To say there’s been rapid growth of revenue in the LLM and Generative AI space would be making a molehill of a mountain. OpenAI, the company behind ChatGPT,  hit $10 billion annual recurring revenue (ARR) in less than three years. What’s truly exceptional about that figure isn’t just that it’s a significant share of the market, but that the company has yet to turn a profit – with reported losses of around $5 billion in 2024 and no profit expected until 2029. Eye-watering compute costs both for training foundational models and running the chat service for its 500 million weekly users explain the unforeseen scale required to reach profitability.
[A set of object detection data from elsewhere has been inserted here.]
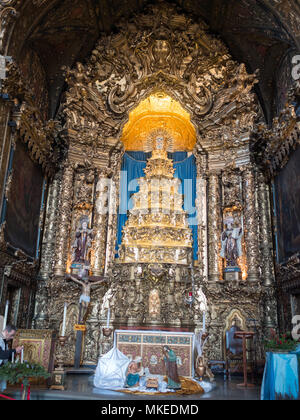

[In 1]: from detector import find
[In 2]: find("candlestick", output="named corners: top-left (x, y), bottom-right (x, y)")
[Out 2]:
top-left (61, 302), bottom-right (67, 337)
top-left (3, 300), bottom-right (9, 331)
top-left (106, 308), bottom-right (110, 328)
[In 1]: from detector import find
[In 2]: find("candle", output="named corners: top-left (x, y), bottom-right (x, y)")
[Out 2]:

Training optimisation, model tuning, and hardware improvements could lower the compute costs and the environmental impact of training models and running services like ChatGPT. Regulation of the industry is also going to have an impact on how training data is gathered and used.

  • PolyAI captures high-margin service revenue by owning conversational data loops.
  • V7 monetises tooling as annotation volumes balloon.
  • Inephany optimises model training to deliver faster, cheaper updates.
  • Secondmind applies active-learning optimisation to cut simulation runs by up to 80 % for automotive engineers.
  • Safe Intelligence addresses mandatory validation budgets spurred by regulation.
  • Unlikely AI positions neurosymbolic models to slash compute cost and bolster explainability.
  • XMOS scales edge inference demand in consumer and industrial devices.

Future of AI

LLM commoditisation is not a race to the biggest model but to the right model for each task—delivered quickly, tuned cheaply, and governed safely. As the stack splits into specialised engines, optimiser layers, and data pipelines, value will flow to those who orchestrate diversity rather than chase scale. In that landscape, proprietary data, efficient tuning, and instant inference will trump raw parameter counts—shaping the next wave of AI opportunity.